Saturday, 14 July 2012
Deal in Kent
The small seaside town of Deal on the Kent coast still has for me today all the glamour it possessed when I was a child. My grandfather worked at Betteshanger colliery just a few miles inland, so we had many relatives in the area and made many visits to them, sometimes by boat from Southend Pier. I never could get over the contrast between the vast lowtide mudflats of the Thames estuary at Southend-on-sea in Essex (where I grew up) and Deal’s steeply stepped shingle beach where the difference between low and high tide isn’t more than a few yards. And Deal, blessedly, never did succumb to all the crass, conventional seaside amusements to which Southend has long since sold its soul.

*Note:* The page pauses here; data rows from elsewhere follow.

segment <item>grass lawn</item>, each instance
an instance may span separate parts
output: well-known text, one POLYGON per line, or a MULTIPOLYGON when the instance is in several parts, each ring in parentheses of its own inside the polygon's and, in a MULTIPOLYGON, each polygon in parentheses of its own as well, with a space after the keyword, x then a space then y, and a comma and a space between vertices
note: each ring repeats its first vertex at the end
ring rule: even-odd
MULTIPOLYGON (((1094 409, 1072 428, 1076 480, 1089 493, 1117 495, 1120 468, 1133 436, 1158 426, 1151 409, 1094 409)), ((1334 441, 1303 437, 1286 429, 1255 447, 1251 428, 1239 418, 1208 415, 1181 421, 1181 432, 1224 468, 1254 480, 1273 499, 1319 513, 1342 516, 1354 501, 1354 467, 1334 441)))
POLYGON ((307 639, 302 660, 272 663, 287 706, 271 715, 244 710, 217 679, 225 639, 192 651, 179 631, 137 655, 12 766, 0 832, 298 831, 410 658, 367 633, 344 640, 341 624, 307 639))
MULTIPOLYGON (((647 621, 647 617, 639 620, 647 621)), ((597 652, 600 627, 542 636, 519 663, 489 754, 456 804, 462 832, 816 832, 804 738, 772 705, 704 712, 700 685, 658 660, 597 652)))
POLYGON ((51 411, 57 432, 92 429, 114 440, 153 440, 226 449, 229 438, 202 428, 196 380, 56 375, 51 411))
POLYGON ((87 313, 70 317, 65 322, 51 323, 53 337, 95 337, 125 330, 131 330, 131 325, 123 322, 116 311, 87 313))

So it is good to learn that, in a minor way, Deal is part of the William Morris family story too. In July 1876 Jane Morris was there with the children for an extended stay; Georgiana Burne-Jones took her daughter Margaret down to join them on 13 July; and Morris himself seems to have gone down later in the month to spend three days there. Given May Morris’s tomboyish proclivities (‘roof-riding’ at Kelmscott, for instance), I wonder if she ever thought of pinching a boat and rowing out with Jenny to the dangerous Goodwin Sands, as my father and my Uncle Stan did when they were boys?
Do the materials exist for a literary history of nineteenth-century Deal? Esther Summerson spends some time there in chapter XLV of Charles Dickens’s Bleak House (1852-3), pages which well capture the maritime importance of the town for Victorian England (‘Some of these vessels were of grand size – one was a large Indiaman just come home’); and John Ruskin evokes ‘this neat, courageous, benevolent, merry, methodical Deal’ in a few pages of his Harbours of England (1856). These are just preliminary starting points – I shall keep digging!